Jim’s wife, Catherine, now knows the drill in the chemo room. She stays right by his side as his cheerleader.

“Yes, I've been taking care of him… for 32 years. But he's been taking care of me as well,” she said looking at her husband. “The one thing he said to me was, 'I didn't realize you love me so much.’”

Doctors discovered Jim’s pancreatic cancer in December. By January, he underwent a complicated surgery involving removal of part of his pancreas, gallbladder, bile duct, part of his stomach and small intestine.

“In effect, it's three operations in one," said Dr. Rohan Jeyarajah, oncology surgeon at Methodist Richardson Medical Center. “And that's what makes it so challenging.”

It’s called the Whipple Procedure. In this case, it was conducted entirely with a robot. Doctor Jeyarajah was at the controls. He allowed our camera inside the operating room to show us what the procedure looks like.

Instead of one big cut, Jim’s entire operation was three small incisions, which means his body was able to heal faster. He left the hospital in just four days. His scars now are barely visible.

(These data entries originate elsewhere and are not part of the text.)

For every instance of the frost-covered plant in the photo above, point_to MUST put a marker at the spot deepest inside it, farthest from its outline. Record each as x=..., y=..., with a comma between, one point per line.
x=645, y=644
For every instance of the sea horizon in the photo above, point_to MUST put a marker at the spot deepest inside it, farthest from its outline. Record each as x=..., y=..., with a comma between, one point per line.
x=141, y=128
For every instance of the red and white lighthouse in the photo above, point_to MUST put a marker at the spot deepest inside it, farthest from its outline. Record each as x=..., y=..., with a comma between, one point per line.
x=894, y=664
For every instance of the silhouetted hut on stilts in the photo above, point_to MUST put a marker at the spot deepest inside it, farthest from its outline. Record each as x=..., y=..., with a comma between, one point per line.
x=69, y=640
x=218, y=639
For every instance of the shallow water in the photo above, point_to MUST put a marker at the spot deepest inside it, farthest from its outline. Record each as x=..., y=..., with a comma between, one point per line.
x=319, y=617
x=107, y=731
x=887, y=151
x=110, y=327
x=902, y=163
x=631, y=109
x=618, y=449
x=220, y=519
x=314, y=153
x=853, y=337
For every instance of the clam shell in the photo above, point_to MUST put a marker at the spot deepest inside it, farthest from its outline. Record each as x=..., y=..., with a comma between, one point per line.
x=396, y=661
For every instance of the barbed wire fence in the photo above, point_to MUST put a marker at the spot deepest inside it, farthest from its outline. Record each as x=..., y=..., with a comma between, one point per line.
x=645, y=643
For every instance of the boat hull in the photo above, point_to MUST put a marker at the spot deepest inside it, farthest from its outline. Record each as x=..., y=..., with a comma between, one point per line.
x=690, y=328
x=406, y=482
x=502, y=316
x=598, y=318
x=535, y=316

“Not everyone is a candidate for this,” said Dr. Jeyarajah. “They need to be smaller tumors, patients need to be relatively fit because the operation does take a little bit longer… and then, motivated patients.”

Jim wanted doctors to remove his tumor quickly and efficiently. His abbreviated recovery time is allowing him to move forward with chemotherapy so he can focus on fighting pancreatic cancer.

“You don't do this totally on your own,” he said.